The more we grasp the holiness of God, and the more we expose ourselves to meeting with God in prayer and worship and through the scriptures, the more the Holy Spirit transforms us from the inside out so that we become like Jesus Christ us to be, not like some person or denomination wants us to be.
Finally, the better we understand the holiness of God, the more…
E. We'll Be Like Him
When we see God's holiness, it makes us look forward to the day when we will be like Him. I don't know about you but I'm looking forward to the day when God completes this transaction of salvation and I get a glorified body. Even though you or I will never be as holy as Christ in this life, the day is coming when God is going to give us glorified bodies. Look at 1st John 2:28 - 3:3 (read). [28And now, dear children, continue in him, so that when he appears we may be confident and unashamed before him at his coming. 29If you know that he is righteous, you know that everyone who does what is right has been born of him. 1How great is the love the Father has lavished on us, that we should be called children of God! And that is what we are! The reason the world does not know us is that it did not know him. 2Dear friends, now we are children of God, and what we will be has not yet been made known. But we know that when he appears, we shall be like him, for we shall see him as he is. 3Everyone who has this hope in him purifies himself, just as he is pure.] John said, "We shall be like Him, for we shall see Him as He is" (3:2). Since someday you and I are going to be like him, there ought to be a desire in our hearts right now to be like Him.
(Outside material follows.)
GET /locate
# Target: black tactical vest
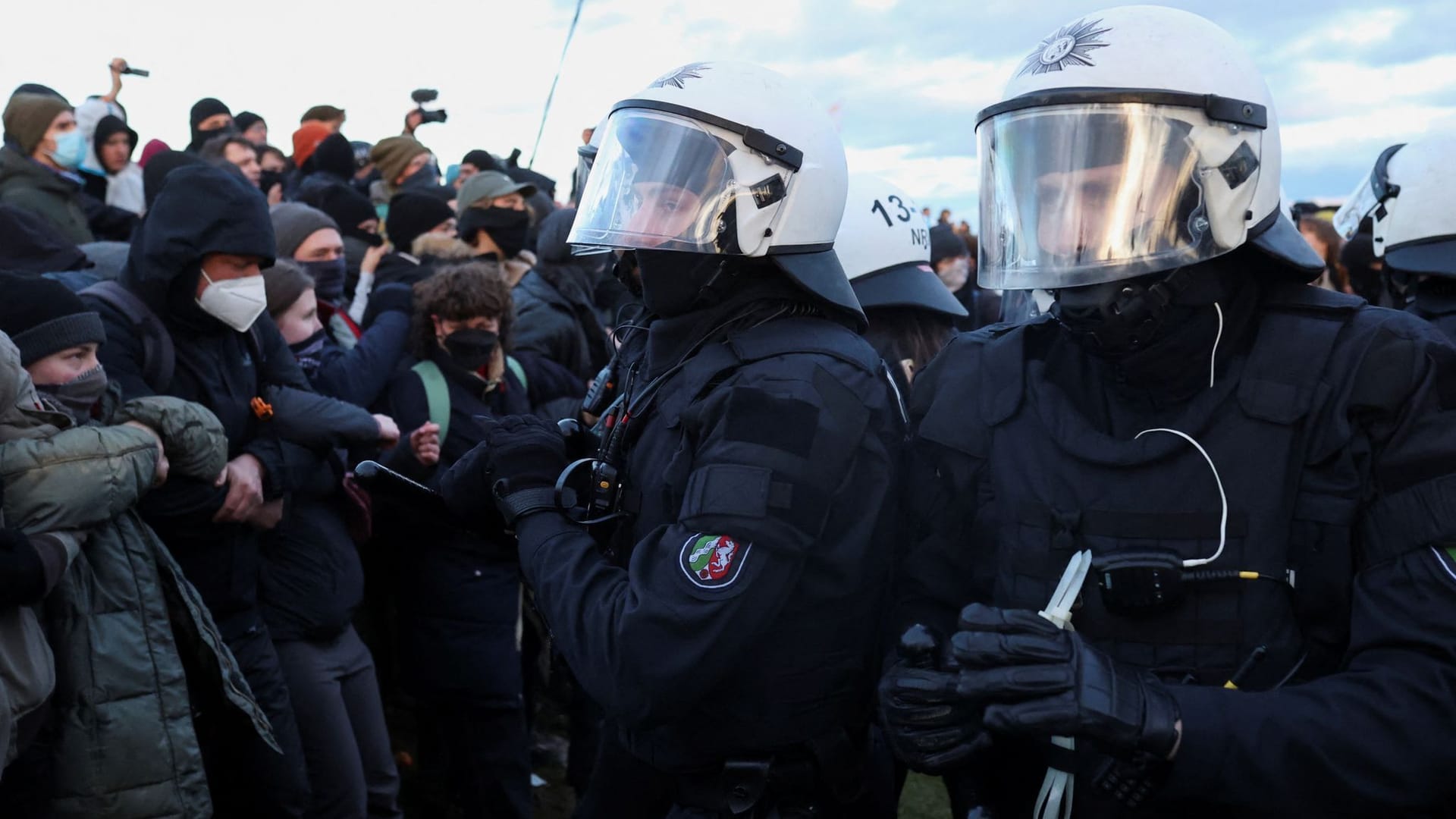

We will become as whole and beautiful as Christ Himself, that beauty being defined as the absence of sin and therefore, the full realization and experience of holiness. God says that we have an active part in that right now. And if anything happens, it's due only to the grace of God at work in our lives - nothing else.
I hope you're looking forward to the day when you will see Christ and be like Him. That all begins with seeing your need for His Cross, your need to swap your "un-holiness" for His holiness. If you've never done so, that's a step you can take today by putting your faith in Christ for the forgiveness of your sins.